De acordo com a doutrina, reclamação é uma ação de competência originária de tribunal que tem objetivo de preservar a sua competência e garantir a observância (i) da autoridade das decisões dos tribunais, (ii) de decisão do STF em controle concentrado de constitucionalidade, (iii) de enunciado de súmula vinculante e (iv) de precedente proferido em julgamento de casos repetitivos ou em incidente de assunção de competência.
Cuida-se, portanto, de ação autônoma de impugnação de ato judicial, porquanto detentora de partes, causa de pedir e pedido.
Não obstante, o STF possui precedente – bastante criticado pela doutrina – no sentido de a reclamação detém natureza jurídica de “direito constitucional de petição”, pois, por meio dela, o “cidadão se dirige ao Poder Público com o objetivo de obter a defesa de direito e objetivando combater ilegalidade ou abuso de poder”. (ADI 2212, Relatora: Min. ELLEN GRACIE, Tribunal Pleno, julgado em 02/10/2003, DJ 14-11-2003).
Quanto ao cabimento do instituto na situação exposta no enunciado da questão, tem-se que, não observado ou aplicado indevidamente o precedente obrigatório formado em IRDR pelos órgãos inferiores, caberá reclamação ao tribunal competente, consoante preceitua o art. 998, IV.
Por outro lado, caso a reclamação seja proposta para garantir a observância de acórdão de recurso extraordinário com repercussão geral reconhecida ou de acórdão proferido em julgamento de recursos extraordinário ou especial repetitivos, deve-se esgotar as instâncias ordinárias antes de manejar o instituto em comento, nos termos do art. 988, § 5º.

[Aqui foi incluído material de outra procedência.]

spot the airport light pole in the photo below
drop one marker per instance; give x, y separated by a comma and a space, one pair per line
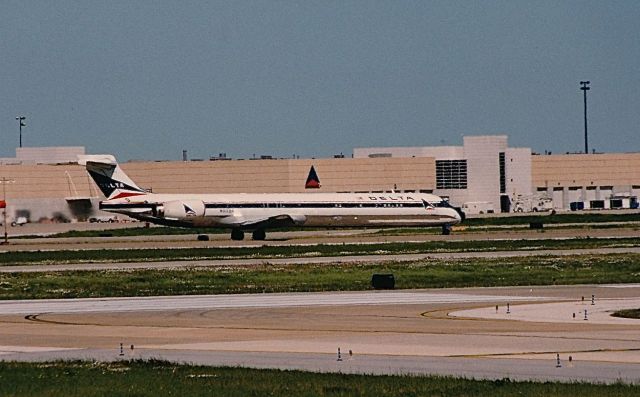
21, 124
585, 87
4, 181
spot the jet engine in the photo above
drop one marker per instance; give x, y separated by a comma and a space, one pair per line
180, 209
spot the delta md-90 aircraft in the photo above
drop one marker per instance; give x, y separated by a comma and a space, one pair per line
242, 212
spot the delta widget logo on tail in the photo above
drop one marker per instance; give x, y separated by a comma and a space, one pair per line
313, 182
188, 210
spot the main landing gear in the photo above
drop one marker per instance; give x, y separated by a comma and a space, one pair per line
259, 234
238, 234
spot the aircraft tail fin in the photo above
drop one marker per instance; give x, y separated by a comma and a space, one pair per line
313, 182
109, 177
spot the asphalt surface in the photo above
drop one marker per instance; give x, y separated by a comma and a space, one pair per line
462, 332
388, 332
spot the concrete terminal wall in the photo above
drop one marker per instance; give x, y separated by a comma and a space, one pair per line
611, 169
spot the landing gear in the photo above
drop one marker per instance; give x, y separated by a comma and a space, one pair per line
237, 234
259, 234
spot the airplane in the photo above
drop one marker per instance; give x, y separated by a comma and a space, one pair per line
258, 212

Nesse contexto, vale destacar que, para o STF, “o esgotamento da instância ordinária, em tais casos, significa o percurso de todo o iter recursal cabível antes do acesso à Suprema Corte. Ou seja, se a decisão reclamada ainda comportar reforma por via de recurso a algum tribunal, inclusive a tribunal superior, não se permitirá acesso à Suprema Corte por via de reclamação”. (Rcl 24686 ED-AgR, Relator: Min. TEORI ZAVASCKI, Segunda Turma, julgado em 25/10/2016, PROCESSO ELETRÔNICO DJe-074 DIVULG 10-04-2017 PUBLIC 11-04-2017)
Por fim, vejamos o padrão adotado pela banca:
“O CPC estabelece que a tese aplicada no IRDR deve ser observada em todos os processos pendentes e futuros que versem sobre idêntica questão de direito. Ainda segundo a lei processual, se não observada a tese adotada no incidente, caberá imediata reclamação para o tribunal que julgou o IRDR (vide CC, arts. 985 e 988, I). Quanto ao julgamento de recursos extraordinário ou especial repetitivos, estabelece o CPC que seria inadmissível reclamação se não esgotadas as instâncias ordinárias (art. 988, § 5º, II). Portanto, caso seja possível ainda a interposição de algum recurso, como, por exemplo, agravo interno contra decisão do presidente ou vice-presidente de tribunal, não caberá reclamação”.